I'd recommend trying out Sysinternals\MS process monitor, MS Poolmon and take a look at the number of handle in use/free handles, and the paged and non-paged memory used and available.

There's a known issue with remote registry service having a leak (unacknowledged by MS for server 2003 SP2 but I have a bunch of servers with it) where if you remotely poll a server frequently with something like "what's up" software, it will take a handle each poll cycle. So you can hit 1,000,000 handles if you poll often enough and that might hang the server.

It's unlikely it's hardware but maybe run a memory test or perhaps swap some memory.
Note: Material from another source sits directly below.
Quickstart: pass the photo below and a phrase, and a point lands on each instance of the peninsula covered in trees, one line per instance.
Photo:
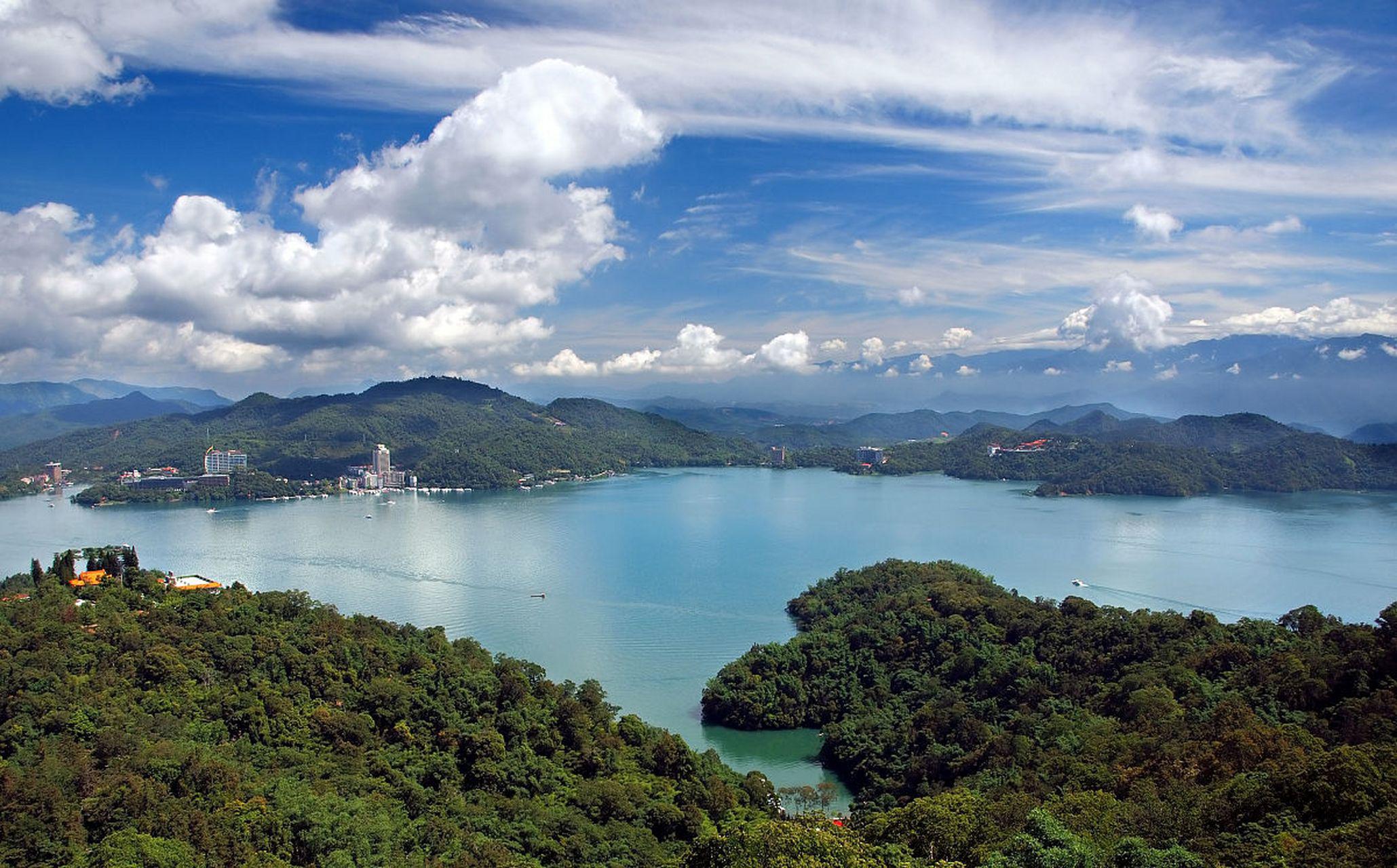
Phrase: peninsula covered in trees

HP diagnostics in general wouldn't be a bad idea.

Good Luck

Pete
Aaron P. Perrault
Occasional Contributor

Re: DL380 G5 Random Lockups

Hi all,
Sorry it took me so long to get back to you guys. I just did the recommendations that Karlo put out there. I will see if that helps anything. Usually it will lock up within a couple of days, so i should know by Friday or so if this helped anything.

I have run the system diagnostics and not had any errors reported.
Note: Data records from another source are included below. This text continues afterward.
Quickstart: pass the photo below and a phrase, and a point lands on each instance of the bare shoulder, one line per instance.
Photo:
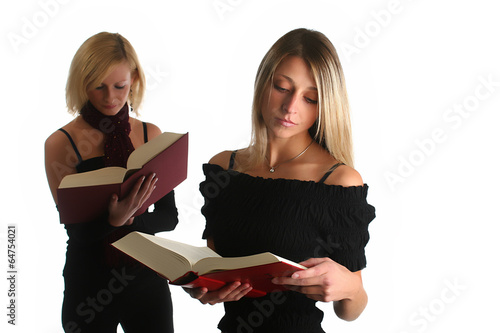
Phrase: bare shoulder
(58, 138)
(222, 159)
(345, 176)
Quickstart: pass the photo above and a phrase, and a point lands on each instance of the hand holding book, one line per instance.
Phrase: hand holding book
(121, 211)
(203, 269)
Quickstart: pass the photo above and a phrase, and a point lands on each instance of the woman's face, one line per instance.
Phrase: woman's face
(110, 96)
(290, 105)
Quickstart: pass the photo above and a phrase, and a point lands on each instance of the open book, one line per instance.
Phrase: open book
(193, 267)
(83, 197)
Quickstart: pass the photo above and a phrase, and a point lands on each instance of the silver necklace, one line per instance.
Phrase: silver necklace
(273, 168)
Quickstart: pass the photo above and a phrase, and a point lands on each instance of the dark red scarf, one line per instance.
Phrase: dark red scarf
(117, 143)
(117, 149)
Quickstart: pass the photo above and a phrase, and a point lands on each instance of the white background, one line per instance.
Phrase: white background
(410, 65)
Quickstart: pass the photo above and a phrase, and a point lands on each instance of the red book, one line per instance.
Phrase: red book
(192, 267)
(83, 197)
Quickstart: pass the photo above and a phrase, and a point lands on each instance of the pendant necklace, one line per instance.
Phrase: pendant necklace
(273, 168)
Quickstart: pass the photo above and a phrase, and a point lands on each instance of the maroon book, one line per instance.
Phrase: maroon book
(85, 196)
(193, 267)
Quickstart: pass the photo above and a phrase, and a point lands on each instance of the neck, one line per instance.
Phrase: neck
(282, 150)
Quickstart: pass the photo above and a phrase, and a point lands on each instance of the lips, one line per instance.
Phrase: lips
(285, 122)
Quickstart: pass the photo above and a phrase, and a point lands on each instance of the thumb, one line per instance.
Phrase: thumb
(114, 200)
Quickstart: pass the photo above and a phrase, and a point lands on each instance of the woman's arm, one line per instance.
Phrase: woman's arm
(327, 281)
(61, 160)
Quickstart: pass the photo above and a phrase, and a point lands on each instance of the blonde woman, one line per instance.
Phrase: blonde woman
(293, 192)
(102, 287)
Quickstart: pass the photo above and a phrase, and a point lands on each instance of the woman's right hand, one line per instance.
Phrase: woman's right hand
(230, 292)
(121, 211)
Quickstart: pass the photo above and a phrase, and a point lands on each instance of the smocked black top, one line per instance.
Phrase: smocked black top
(293, 219)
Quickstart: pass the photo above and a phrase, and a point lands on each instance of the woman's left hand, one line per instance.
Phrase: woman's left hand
(324, 280)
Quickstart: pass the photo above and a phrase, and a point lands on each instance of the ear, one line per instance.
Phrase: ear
(133, 76)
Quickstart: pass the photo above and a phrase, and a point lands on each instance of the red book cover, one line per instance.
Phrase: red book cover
(192, 266)
(85, 203)
(259, 277)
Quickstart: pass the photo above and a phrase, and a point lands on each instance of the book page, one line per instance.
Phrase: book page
(215, 264)
(192, 253)
(148, 151)
(110, 175)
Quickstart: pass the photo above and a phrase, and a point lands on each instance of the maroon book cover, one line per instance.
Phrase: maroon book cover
(86, 203)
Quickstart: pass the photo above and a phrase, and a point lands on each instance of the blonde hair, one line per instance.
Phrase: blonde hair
(332, 129)
(94, 61)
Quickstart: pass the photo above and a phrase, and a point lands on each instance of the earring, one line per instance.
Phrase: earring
(130, 99)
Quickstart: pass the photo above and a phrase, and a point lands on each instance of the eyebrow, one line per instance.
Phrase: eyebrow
(292, 81)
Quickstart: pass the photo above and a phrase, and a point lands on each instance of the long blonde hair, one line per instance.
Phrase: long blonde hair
(332, 129)
(92, 63)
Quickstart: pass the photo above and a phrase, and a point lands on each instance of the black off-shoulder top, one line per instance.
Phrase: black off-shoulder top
(294, 219)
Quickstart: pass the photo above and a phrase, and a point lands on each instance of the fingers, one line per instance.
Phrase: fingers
(121, 211)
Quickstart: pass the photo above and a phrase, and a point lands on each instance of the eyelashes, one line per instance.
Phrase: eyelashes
(284, 90)
(116, 87)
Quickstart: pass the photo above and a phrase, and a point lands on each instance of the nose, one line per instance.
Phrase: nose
(108, 94)
(290, 103)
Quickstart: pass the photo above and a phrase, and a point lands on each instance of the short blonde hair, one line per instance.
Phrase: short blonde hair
(332, 129)
(94, 61)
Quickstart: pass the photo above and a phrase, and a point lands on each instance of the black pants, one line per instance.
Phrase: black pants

These systems are all similar in that they are DL-380G5, but that is for the most part where the similarities end. The mail server is a dual-core machine with 2GB of RAM, and the SQL and Citrix servers are both multi-socket quad cores with 8 and 16GB of RAM. They were ordered at different times about a month apart, but all directly from HP. None of our other G5s are having these problems that i know of, but these are the ones that are getting hit the most.
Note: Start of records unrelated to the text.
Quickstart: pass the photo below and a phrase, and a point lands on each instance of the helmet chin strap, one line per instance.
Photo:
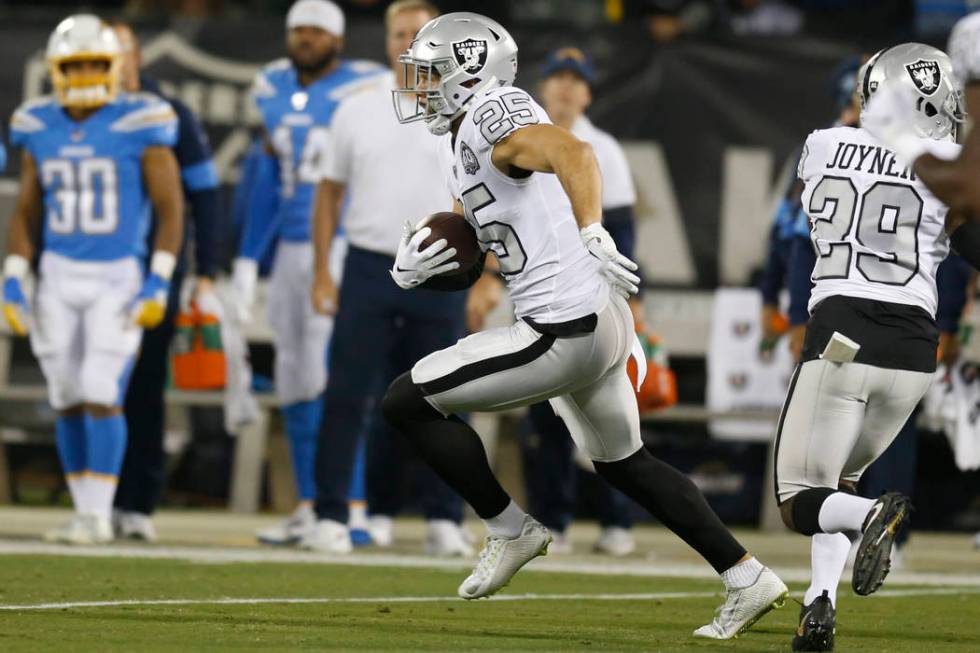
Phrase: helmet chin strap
(441, 124)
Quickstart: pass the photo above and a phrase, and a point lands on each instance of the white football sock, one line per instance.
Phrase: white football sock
(742, 575)
(77, 484)
(101, 492)
(843, 512)
(507, 524)
(828, 555)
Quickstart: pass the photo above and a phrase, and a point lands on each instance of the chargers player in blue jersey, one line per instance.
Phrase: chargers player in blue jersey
(296, 97)
(94, 161)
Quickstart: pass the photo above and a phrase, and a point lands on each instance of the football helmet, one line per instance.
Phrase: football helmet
(84, 37)
(453, 59)
(923, 76)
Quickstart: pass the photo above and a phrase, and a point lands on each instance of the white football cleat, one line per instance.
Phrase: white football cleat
(446, 538)
(561, 544)
(134, 526)
(746, 605)
(290, 530)
(501, 558)
(328, 536)
(82, 529)
(615, 541)
(381, 528)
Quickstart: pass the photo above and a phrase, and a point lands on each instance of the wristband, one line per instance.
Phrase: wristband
(162, 264)
(966, 241)
(15, 266)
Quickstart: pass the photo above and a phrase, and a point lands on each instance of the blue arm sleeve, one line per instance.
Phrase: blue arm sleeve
(774, 272)
(799, 268)
(200, 181)
(952, 278)
(205, 206)
(261, 201)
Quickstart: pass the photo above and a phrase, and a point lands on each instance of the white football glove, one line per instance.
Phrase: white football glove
(890, 116)
(414, 267)
(244, 274)
(618, 270)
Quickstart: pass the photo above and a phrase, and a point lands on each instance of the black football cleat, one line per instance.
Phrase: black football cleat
(887, 518)
(818, 623)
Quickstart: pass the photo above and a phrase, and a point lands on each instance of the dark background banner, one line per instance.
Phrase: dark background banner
(697, 99)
I am going to keep poking around and see if anything comes up.

I will let y'all know

app
RJPierce
Occasional Visitor

Re: DL380 G5 Random Lockups

I have a 380 G5 that has been locking up randomly too. All hardware/software drivers are current. The networking changes (TOE, teaming, RSS) have been disabled. Eventlogs never show anything. I was once editing a file with notepad and when I saved it the thing locked up. I'm sure it has something to do with the controller (E200) because it locks up during disk access. Does anyone have anything else to try?
Phil.Howell
Honored Contributor

Re: DL380 G5 Random Lockups

I too would be interested in a solution to this one.
I have 2 DL380 G5 machines running Windows Server 2003 Standard Edition SP2 (5.2.3790) that both show this problem.
I have tried the hotfix in KB942880 on one server but it hung again after about 30 mins
All firmware is up to date and I will update from the latest PSP next.
In this thread it mentions disabling ASR in the bios and a fix in PSP 8.0
http://forums12.itrc.hp.com/service/forums/questionanswer.do?threadId=1135440
Phil
Phil.Howell
Honored Contributor

Re: DL380 G5 Random Lockups

additional info...
After disabling the ASR setting and installing PSP 7.91 the problem is still occurring.
Phil
RJPierce
Occasional Visitor

Re: DL380 G5 Random Lockups

We have a total of 6 dimms (4 X 512, 2 X 1GB)in our server. So far, pulling out the 2 1GB dimms has solved our lockups.
RJPierce
Occasional Visitor

Re: DL380 G5 Random Lockups

We've eliminated all memory modules as potentially being defective. Now we're replacing drives one a time after each lock up. We had a problem on a different G5 with a 146 GB drive that was blinking differently than it's mirror. Forcing out the bad drive solved that problem but this server has us stumped.